Saturday, 20 de April de 2024 ISSN 1519-7670 - Ano 24 - nº 1284

Ainda sobre estereótipos raciais

A ombudsman do Washington Post, Deborah Howell, tratou novamente do tema de estereótipos raciais em sua coluna de domingo (16/7). Segundo informa Deborah, temas como crimes e racismo dominaram o noticiário local na semana passada, depois que uma enxurrada de assassinatos levou o chefe de polícia Charles H. Ramsey a declarar ‘estado de emergência criminal’. Dois assassinatos em especial chamaram a atenção dos leitores e levantaram questões sobre os motivos que levaram o Post a não dar aos dois casos o mesmo espaço e a não publicar sempre as informações sobre as raças dos suspeitos.

O leitor Morey Rothberg notou que a notícia sobre o assassinato de um homem branco, Alan Senitt, foi publicada na capa do jornal, e a sobre a morte de Chris Crowder, que era negro, foi colocada apenas na seção metropolitana. ‘Você pode pensar em uma razão pela qual o homem branco ganharia mais destaque do que o negro? Por que um branco merece uma foto com a matéria e o negro não? A geografia e a cor da pele têm algum impacto sobre a decisão de onde publicar estas matérias no jornal?’, questionou Rothberg.

Assassinatos brutais

Deborah alega que os dois assassinatos foram brutais – Senitt teve a garganta cortada; Crowder, que era cadeirante, levou sete tiros. Crowder era bem conhecido entre os políticos de sua área e muito ativo em algumas organizações negras da vizinhança. Ele chegou a preencher os papéis para se candidatar ao cargo de prefeito. Senitt era britânico e ativo na campanha presidencial de Mark Warner para governador da Virgínia. Os dois assassinatos ocorreram nas primeiras horas da manhã. Senitt foi morto em Georgetown e Crowder perto de um novo centro de convenções.
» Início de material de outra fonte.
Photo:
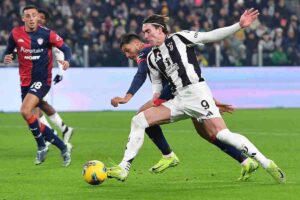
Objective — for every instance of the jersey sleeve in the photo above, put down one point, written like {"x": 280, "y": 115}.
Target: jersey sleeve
{"x": 191, "y": 37}
{"x": 11, "y": 45}
{"x": 59, "y": 55}
{"x": 154, "y": 76}
{"x": 57, "y": 41}
{"x": 139, "y": 77}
Para a ombudsman, os dois artigos poderiam ter sido publicados na primeira página. Curiosamente, a matéria sobre a morte de Senitt estava programada para ser divulgada apenas na seção metropolitana e posteriormente foi transferida para a capa, na medida em que os detalhes do assassinato foram se esclarecendo. O assassinato de Crowder estava originalmente escalado para sair na capa e foi publicado apenas na seção metropolitana porque os motivos do crime ainda não estavam esclarecidos.

Edições diferentes

Além disto, a ombudsman observa que, dependendo da área onde o leitor compra ou recebe o jornal, as matérias são publicadas em locais diferentes no diário. Na edição do Distrito, por exemplo, o assassinato de Crowder foi publicado na primeira página da seção metropolitana com duas fotos. Nas edições de Virgínia e Maryland, não foram publicadas as fotos – e foi à edição de Maryland que Rothberg teve acesso.

Inspetor transferido

Deborah ainda esclarece que no caso de Senitt sua garganta foi cortada – um fato muito brutal para um assalto na rua. Também houve uma tentativa de estuprar sua companheira. Dois homens, uma mulher e um jovem foram rapidamente acusados e presos por envolvimento no assassinato. Os três adultos tiveram suas fotos publicadas no jornal. Para pesar mais na decisão de publicar a matéria na primeira página, o inspetor da polícia Andy Solberg foi acusado de fazer um comentário racista em uma reunião em que debatia o assassinato de Senitt. Ele teria afirmado que ‘não é racista dizer que as pessoas negras são incomuns em Georgetown [onde ocorreu o assassinato]’. O oficial, que foi transferido de posto, é branco, e as pessoas detidas neste caso são negras.

A morte de Crowder também foi brutal. ‘Por que atirar sete vezes em alguém em uma cadeira de rodas?’, questiona Deborah. Não há indícios de roubo e a polícia está oferecendo uma recompensa de US$ 50 mil para informações que levem à resolução do caso. Segundo o editor Philip Bennett, ‘depois de muita discussão, concluiu-se que não havia informações suficientes sobre o assassinato de Crowder para colocar o artigo na capa. Uma semana depois, ainda não se tem informações sobre os suspeitos’.

‘A curiosidade dos leitores sobre raça é compreensível, mas o que adianta saber se um suspeito é negro ou branco se não há detalhes suficientes sobre o caso? Ou se isto não é pertinente ao crime? Saber a cor da pele de alguém te faz sentir mais seguro?’, conclui a ombudsman.